GitHub - camcasuga/MLErasmus: This site contains all document relevant for the Machine Learning courses of the Erasmus+ network

Introduction

Probability theory and statistical methods play a central role in science. Nowadays we are surrounded by huge amounts of data. For example, there are about one trillion web pages; more than one hour of video is uploaded to YouTube every second, amounting to years of content every day; the genomes of 1000s of people, each of which has a length of more than a billion base pairs, have been sequenced by various labs and so on. This deluge of data calls for automated methods of data analysis, which is exactly what machine learning aims at providing.

Learning outcomes

This course aims at giving you insights and knowledge about many of the central algorithms used in Data Analysis and Machine Learning. The course is project based and through various numerical projects, normally three, you will be exposed to fundamental research problems in these fields, with the aim to reproduce state of the art scientific results. Both supervised and unsupervised methods will be covered. You will learn to develop and structure large codes for studying different systems where Machine Learning is applied to, get acquainted with computing facilities and learn to handle large scientific projects. A good scientific and ethical conduct is emphasized throughout the course. More specifically, after this course you will

Learn about basic data analysis, data optimization and machine learning;
Be capable of extending the acquired knowledge to other systems and cases;
Have an understanding of central algorithms used in data analysis and machine learning;
Understand linear methods for regression and classification, from ordinary least squares, via Lasso and Ridge to Logistic regression;
Learn about various neural networks and deep learning methods for supervised and unsupervised learning;
Learn about about decision trees, random forests and boosting
Learn about support vector machines and kernel transformations
Reduction of data sets
Work on numerical projects to illustrate the theory. The projects play a central role and you are expected to know modern programming languages like Python or C++.
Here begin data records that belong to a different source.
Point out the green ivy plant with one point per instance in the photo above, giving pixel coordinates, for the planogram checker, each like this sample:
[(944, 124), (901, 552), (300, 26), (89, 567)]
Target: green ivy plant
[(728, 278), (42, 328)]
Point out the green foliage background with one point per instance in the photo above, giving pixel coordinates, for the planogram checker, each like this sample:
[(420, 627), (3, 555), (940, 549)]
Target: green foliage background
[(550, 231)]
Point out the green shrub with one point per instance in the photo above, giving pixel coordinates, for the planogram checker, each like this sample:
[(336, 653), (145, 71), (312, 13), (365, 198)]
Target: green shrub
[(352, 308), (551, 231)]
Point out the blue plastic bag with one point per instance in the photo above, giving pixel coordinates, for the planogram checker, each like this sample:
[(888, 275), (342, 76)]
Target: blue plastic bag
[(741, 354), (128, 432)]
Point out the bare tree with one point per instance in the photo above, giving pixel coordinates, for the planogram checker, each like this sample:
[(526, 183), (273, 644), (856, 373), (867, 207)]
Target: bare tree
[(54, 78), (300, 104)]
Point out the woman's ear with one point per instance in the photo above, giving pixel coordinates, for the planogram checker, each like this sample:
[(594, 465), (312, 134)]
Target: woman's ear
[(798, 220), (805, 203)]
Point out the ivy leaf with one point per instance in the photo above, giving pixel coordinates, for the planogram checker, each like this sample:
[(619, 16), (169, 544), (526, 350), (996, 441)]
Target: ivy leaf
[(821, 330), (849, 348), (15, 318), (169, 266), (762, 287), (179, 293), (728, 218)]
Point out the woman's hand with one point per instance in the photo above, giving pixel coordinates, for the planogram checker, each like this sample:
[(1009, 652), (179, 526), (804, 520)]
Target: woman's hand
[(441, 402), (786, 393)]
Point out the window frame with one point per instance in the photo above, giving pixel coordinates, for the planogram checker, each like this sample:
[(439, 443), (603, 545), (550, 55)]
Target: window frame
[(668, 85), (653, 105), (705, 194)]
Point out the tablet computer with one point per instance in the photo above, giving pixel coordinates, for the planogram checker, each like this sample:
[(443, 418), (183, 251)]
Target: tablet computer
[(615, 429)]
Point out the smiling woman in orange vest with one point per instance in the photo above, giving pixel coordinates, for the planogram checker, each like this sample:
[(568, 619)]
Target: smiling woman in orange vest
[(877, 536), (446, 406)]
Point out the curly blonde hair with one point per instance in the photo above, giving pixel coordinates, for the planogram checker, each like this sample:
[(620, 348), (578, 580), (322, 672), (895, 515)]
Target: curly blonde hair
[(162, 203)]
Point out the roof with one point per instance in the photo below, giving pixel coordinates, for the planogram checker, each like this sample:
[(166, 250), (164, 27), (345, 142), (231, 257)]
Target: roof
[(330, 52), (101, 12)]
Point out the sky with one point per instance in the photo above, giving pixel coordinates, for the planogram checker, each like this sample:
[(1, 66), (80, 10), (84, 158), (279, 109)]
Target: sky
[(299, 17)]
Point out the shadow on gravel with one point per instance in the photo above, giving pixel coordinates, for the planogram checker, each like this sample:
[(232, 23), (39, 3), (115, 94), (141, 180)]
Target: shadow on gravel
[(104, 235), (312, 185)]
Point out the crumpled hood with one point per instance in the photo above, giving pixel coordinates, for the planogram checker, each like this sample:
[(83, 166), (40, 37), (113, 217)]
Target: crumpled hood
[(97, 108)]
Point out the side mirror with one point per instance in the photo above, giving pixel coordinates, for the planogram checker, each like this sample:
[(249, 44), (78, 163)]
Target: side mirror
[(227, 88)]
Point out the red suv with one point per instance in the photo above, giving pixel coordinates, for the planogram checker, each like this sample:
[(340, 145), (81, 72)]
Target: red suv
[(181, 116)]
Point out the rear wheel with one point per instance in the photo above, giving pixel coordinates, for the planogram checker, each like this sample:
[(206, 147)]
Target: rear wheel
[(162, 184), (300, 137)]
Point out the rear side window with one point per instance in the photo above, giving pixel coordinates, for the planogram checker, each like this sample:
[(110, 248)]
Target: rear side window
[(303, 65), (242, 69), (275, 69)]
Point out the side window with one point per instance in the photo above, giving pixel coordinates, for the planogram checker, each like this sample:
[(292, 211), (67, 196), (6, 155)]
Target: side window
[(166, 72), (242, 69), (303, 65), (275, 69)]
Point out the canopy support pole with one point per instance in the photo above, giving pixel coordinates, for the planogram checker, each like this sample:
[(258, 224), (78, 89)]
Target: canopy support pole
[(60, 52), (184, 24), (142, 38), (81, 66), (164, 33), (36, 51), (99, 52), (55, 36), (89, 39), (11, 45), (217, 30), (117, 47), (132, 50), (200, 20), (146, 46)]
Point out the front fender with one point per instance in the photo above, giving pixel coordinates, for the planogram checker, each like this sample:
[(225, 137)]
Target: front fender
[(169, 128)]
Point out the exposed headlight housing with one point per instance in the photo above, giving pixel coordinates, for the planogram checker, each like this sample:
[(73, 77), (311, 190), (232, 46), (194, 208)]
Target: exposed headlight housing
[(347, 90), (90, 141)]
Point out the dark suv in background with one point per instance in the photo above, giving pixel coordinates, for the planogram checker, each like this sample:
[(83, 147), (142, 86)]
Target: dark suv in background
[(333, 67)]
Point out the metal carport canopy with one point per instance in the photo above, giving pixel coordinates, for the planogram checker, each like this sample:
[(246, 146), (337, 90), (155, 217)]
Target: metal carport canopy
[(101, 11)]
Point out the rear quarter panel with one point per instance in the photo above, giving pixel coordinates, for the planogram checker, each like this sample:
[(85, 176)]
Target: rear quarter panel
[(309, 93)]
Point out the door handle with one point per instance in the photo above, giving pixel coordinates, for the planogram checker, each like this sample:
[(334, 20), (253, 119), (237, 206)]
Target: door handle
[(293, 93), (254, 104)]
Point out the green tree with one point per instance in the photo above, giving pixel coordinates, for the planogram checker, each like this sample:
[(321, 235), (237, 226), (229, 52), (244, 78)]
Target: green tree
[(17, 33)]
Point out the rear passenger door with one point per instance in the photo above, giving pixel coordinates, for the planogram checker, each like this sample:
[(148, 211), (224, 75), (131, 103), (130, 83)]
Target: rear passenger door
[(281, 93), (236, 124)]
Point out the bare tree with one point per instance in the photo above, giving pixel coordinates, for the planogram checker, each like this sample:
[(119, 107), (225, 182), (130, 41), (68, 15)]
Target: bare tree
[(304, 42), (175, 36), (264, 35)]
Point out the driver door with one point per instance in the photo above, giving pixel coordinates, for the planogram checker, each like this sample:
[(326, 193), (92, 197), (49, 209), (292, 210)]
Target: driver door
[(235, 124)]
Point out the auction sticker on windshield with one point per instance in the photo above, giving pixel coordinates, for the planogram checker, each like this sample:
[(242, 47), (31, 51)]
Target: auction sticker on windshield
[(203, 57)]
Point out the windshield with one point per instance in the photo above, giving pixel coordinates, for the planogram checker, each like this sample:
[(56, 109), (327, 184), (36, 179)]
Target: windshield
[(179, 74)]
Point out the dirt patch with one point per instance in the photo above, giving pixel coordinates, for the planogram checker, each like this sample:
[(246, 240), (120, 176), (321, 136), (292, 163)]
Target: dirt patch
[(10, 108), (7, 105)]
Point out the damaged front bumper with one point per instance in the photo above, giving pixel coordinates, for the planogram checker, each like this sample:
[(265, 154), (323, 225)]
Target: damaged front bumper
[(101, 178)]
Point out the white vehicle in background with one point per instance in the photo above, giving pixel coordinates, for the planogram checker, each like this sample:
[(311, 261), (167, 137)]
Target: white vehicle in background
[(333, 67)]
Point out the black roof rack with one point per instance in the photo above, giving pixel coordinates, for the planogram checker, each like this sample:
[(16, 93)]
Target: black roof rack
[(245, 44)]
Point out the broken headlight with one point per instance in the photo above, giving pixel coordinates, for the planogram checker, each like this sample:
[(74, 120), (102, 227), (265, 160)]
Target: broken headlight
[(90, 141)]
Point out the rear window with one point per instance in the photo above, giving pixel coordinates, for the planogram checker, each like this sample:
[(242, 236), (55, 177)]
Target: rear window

The course has two central parts

Statistical analysis and optimization of data
Machine learning

These topics will be scattered thorughout the course and may not necessarily be taught separately. Rather, we will often take an approach (during the lectures and project/exercise sessions where say elements from statistical data analysis are mixed with specific Machine Learning algorithms.

Statistical analysis and optimization of data

The following topics will be covered

Basic concepts, expectation values, variance, covariance, correlation functions and errors;
Simpler models, binomial distribution, the Poisson distribution, simple and multivariate normal distributions;
Gradient methods for data optimization
Linear methods for regression and classification;
Estimation of errors using cross-validation, blocking, bootstrapping and jackknife methods;
Practical optimization using Singular-value decomposition and least squares for parameterizing data.

Machine learning

The following topics will be covered

Linear Regression and Logistic Regression;
Neural networks and deep learning;
Decisions trees, random forests, boosting and bagging
Support vector machines
Dimensionality reduction, mainly Principal Component Analysis

Hands-on demonstrations, exercises and projects aim at deepining your understanding of these topics.

Computational aspects play a central role and you are expected to work on numerical examples and projects which illustrate the theory and methods. We recommend strongly to form small project groups of 2-3 participants.

Prerequisites

Basic knowledge in programming and mathematics, with an emphasis on linear algebra. Knowledge of Python or/and C++ as programming languages is strongly recommended and experience with Jupiter notebook is recommended.

Practicalities

Lectures are in the morning, from 10am-12pm.
Four hours of laboratory sessions for work on computational projects, from 2pm to 6pm;
Lectures and lab sessions will all be at GANIL, starting January 20 at 9am.
Grading scale: Grades are awarded on a scale from A to F, where A is the best grade and F is a fail. We are aiming at having two projects to be handed in. These will graded and should be finalized not later than two weeks after the course is over. Both projects count 50% each of the final grade. We plan to make the grades available not later than March 1, hopefully the grades will be available before that.

Lecture material

The link https://compphysics.github.io/MLErasmus/doc/web/course.html gives you direct access to the learning material with lectures slides and jupyter notebooks. Videos of the lectures will be added.

Possible textbooks

Recommended textbooks:

Trevor Hastie, Robert Tibshirani, Jerome H. Friedman, The Elements of Statistical Learning, Springer
Aurelien Geron, Hands‑On Machine Learning with Scikit‑Learn and TensorFlow, O'Reilly

General learning book on statistical analysis:

Christian Robert and George Casella, Monte Carlo Statistical Methods, Springer
Peter Hoff, A first course in Bayesian statistical models, Springer

General Machine Learning Books:

Kevin Murphy, Machine Learning: A Probabilistic Perspective, MIT Press
Christopher M. Bishop, Pattern Recognition and Machine Learning, Springer
David J.C. MacKay, Information Theory, Inference, and Learning Algorithms, Cambridge University Press
David Barber, Bayesian Reasoning and Machine Learning, Cambridge University Press

Teaching schedule, topics and teachers

Teachers: Stian Bilek (SB), Lucas Charpentier (LC), Morten Hjorth-Jensen (MHJ), and Hanna Svennevik (HS)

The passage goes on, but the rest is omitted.